Spirituality: Journey and Pilgrimage

November 20, 2010

An ancient way of viewing spiritual progress and movement that has really come back into vogue is that of a journey sometimes however the ancient literature will use this interchangeably with pilgrimage.

In this metaphor God is horizon. He is being moved toward but has not yet been apprehended. This is the very idea we hear in the cliche’ “it is not the destination but the journey that matters.” I think one of the reasons this has seen a renaissance of usage in recent years is the postmodern condition that wants to highlight that certainty and “arrival” are not all they are cracked up to be and that the idea of movement toward something seems far more humble.

One of the first full articulations of this is Saint Augustine. The bishop of Hippo wrote about two cities in his monumental classic City of God; all humans belong in some way to both the city of the world and the heavenly city. Depending on the direction of their love and affection pilgrims show where they are really living. Augustine said that as long as we live in the body but have affections heavenward we are pilgrims in a foreign land walking by faith not by sight. For Augustine life is an unfinished journey to someplace we long to go.

The journey may be through the foreign territory of this world, as it was for Augustine, but there may also be an interior journey. This is actually a metaphor we will explore a little later, the journey inward. But let us acknowledge that the Spanish mystic Teresa of Avila wrote a prayer as a movement through an interior castle.

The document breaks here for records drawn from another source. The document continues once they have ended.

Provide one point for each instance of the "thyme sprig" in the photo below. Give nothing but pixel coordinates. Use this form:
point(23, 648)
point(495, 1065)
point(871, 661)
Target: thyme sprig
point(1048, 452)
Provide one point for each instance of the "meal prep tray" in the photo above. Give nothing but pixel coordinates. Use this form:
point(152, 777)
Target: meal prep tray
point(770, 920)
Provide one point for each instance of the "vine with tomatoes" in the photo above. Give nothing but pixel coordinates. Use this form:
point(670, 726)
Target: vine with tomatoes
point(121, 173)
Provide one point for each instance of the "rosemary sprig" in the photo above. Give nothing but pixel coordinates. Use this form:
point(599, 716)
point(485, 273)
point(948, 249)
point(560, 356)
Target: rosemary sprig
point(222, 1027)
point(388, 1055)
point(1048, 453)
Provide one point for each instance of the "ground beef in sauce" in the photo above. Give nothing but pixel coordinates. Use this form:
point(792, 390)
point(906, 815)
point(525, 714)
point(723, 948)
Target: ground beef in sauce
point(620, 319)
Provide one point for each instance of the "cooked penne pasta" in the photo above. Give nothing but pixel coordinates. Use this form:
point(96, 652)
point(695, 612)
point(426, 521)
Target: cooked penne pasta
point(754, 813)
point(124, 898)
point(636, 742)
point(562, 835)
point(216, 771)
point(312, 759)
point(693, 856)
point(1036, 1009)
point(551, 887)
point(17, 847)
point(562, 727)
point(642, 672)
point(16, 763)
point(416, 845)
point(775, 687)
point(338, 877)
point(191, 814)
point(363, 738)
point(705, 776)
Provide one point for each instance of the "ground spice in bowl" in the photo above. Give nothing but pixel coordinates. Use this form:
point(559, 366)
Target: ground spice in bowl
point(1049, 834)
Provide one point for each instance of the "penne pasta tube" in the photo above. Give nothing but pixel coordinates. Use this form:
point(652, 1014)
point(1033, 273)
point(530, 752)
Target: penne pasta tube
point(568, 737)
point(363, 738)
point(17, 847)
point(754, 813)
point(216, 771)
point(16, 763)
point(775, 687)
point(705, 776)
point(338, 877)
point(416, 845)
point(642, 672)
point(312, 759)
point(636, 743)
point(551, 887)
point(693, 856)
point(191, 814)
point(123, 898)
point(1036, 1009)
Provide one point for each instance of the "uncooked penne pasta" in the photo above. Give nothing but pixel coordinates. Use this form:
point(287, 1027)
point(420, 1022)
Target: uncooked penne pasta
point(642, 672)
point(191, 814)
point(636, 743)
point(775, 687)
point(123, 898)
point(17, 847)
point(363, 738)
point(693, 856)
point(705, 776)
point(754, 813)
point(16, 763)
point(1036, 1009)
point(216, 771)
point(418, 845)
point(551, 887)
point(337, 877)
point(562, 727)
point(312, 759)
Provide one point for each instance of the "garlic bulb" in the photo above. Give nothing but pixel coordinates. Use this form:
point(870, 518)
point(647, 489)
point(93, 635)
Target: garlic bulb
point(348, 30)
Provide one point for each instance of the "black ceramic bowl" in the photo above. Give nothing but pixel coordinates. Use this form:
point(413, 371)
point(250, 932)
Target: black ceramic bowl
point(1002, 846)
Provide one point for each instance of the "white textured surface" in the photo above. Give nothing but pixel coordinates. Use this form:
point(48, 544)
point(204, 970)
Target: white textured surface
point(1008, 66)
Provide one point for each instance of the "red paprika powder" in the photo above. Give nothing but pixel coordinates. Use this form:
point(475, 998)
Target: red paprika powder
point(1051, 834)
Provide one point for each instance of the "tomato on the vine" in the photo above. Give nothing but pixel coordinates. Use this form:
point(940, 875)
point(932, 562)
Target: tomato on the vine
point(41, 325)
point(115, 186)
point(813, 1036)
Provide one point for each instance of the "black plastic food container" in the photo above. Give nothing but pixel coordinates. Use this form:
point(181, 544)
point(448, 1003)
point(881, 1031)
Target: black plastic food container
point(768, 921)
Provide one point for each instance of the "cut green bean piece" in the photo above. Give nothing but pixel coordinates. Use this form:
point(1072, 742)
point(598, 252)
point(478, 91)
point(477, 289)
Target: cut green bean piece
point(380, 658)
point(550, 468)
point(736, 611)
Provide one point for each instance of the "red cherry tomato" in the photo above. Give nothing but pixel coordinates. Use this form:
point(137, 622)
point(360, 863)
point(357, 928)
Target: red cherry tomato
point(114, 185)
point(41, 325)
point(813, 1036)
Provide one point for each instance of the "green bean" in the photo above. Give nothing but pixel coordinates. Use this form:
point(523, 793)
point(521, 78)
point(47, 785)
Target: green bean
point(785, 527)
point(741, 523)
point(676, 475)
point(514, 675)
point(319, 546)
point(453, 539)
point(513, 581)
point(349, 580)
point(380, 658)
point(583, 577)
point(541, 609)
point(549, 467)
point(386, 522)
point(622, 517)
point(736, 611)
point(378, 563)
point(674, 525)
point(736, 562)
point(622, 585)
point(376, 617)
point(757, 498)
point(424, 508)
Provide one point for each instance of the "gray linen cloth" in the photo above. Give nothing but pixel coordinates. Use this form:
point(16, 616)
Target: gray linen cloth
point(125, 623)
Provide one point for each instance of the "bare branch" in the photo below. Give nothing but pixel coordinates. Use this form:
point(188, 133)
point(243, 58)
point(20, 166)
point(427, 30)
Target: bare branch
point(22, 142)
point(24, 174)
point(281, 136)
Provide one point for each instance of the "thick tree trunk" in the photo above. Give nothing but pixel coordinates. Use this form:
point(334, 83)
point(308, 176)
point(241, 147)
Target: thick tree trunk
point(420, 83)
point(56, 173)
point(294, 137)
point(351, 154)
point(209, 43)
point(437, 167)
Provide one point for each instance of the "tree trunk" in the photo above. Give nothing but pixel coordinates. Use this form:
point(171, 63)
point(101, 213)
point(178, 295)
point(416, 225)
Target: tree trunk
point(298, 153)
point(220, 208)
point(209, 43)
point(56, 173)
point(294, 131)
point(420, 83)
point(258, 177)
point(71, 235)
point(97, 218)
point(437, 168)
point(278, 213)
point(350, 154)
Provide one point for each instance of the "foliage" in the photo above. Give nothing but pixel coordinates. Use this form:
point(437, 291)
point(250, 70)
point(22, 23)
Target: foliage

Her vision of a crystal globe in the shape of a castle with 7 concentric rooms represented a journey deeper and deeper into prayer and closer and closer to brilliant light of the King at the center. Her work has been foundational in the work of the contemplative movement for centuries. It is Teresa the teaches the prayer of quiet as a primary means into the deepest mysteries of union with God. For those concerned silence and quiet are new age, they need to go read Teresa, here work is foundation and winsome. Here is a full online copy of her classic

{ 2 comments… read them below or add one }

Dries Cronje November 22, 2010 at 4:55 am

Ron,

I often wonder about the whole ‘journey’ approach to spirituality… Here’s my concern.

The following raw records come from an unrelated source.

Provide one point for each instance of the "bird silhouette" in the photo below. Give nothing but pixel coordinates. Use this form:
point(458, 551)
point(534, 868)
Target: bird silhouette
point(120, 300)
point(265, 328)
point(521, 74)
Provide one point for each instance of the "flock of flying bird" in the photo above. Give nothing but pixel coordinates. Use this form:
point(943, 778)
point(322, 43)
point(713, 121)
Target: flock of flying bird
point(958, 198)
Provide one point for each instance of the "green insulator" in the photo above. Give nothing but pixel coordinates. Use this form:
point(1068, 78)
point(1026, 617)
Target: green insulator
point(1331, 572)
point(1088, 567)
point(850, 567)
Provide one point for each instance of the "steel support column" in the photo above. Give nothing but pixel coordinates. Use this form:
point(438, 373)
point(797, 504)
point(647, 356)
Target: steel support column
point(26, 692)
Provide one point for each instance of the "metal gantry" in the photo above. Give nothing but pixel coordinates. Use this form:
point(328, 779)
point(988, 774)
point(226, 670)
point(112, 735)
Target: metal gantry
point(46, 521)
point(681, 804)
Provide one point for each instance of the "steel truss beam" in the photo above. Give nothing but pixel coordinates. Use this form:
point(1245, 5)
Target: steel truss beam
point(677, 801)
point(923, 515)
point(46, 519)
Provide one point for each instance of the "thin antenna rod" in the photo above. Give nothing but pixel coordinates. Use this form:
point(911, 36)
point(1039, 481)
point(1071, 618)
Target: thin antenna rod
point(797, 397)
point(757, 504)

In a sense, discovering your true-self is really an awakening. It is like you wake up from a dream and realize what the true situation has been all along. Even before you become aware of this deeper reality (the Kingdom of Heaven within), it is there and it is real – you are just not aware of it. So it is not something that grows in you…

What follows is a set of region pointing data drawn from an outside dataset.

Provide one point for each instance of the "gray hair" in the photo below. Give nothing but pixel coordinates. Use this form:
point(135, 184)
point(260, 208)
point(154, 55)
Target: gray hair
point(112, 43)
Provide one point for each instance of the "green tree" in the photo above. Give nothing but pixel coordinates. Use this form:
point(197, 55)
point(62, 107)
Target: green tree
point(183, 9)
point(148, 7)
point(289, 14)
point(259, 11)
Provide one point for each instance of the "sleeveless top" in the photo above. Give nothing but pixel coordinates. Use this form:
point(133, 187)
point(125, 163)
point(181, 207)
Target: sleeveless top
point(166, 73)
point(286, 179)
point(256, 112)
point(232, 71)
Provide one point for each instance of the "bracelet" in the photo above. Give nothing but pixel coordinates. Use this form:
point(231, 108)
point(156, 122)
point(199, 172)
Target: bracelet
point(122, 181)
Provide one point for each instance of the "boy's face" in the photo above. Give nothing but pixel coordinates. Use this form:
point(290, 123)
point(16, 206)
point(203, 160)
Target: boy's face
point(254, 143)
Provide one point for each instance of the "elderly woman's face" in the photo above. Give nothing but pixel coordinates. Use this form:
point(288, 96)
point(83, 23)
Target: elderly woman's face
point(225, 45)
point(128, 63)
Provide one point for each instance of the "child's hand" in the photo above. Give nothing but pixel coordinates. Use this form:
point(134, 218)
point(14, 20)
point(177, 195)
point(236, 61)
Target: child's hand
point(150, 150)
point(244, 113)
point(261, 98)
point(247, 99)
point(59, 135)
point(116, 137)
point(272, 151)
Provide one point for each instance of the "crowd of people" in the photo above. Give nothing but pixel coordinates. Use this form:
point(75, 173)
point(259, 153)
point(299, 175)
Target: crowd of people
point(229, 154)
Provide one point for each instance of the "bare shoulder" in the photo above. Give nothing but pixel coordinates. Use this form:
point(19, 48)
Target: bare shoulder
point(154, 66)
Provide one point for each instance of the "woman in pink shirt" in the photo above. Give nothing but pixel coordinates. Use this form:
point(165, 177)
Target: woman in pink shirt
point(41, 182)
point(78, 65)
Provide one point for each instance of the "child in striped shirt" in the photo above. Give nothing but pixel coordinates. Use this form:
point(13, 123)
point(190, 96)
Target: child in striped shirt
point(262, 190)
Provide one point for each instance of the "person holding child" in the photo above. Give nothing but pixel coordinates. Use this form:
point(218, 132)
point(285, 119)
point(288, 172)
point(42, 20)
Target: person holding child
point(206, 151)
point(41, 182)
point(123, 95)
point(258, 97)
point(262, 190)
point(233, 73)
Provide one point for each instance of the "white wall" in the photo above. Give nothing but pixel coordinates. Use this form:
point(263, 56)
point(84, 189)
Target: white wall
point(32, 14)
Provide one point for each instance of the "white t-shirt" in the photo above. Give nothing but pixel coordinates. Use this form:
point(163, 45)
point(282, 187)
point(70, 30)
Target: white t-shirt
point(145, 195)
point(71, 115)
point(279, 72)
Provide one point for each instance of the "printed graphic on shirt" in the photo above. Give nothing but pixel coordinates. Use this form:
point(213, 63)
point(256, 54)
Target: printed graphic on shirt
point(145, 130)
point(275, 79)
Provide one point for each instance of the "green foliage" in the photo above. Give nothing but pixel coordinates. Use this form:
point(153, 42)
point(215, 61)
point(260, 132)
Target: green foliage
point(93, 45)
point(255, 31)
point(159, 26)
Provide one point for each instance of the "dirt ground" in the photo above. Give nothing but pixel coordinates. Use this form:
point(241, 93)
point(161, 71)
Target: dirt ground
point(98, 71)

What does grow is your awareness. It is like trying to see a scene of a boat on a lake early in the morning, through thick fog. Initially you might see nothing, and then only vague outlines. As the fog disappears and your visibility grows the whole scene becomes visible in clear detail. But that scene was there before the fog cleared… It is only your visibility that grew (and distractions that faded).

Similarly… our spiritual awareness grows to what is already true and real (in ourselves but also in other humans and all other life). Is that why we sometimes greet each other by saying ‘I see you’?

Any thoughts… comments?

Dries

Ron Martoia November 22, 2010 at 6:09 am

Dries,
Such a great picture you have painted and I think I agree. Maybe what we would like to do, or what you are suggesting we would do, is for us to frame the journey from sleep to awake instead of the traditional journey to go reach God. You know? Is it possible to reclaim the definition of what the journey is? I will give you my bias though, and I am sure you already know this. I think the reclaiming of traditional language with the effort to more accurately define the term is always a challenging and frustrating enterprise. The reason of course is the current definitions hold such obvious sway that getting new considerations into the conversation is very difficult. Thanks for your thoughts, think you have a great observation here.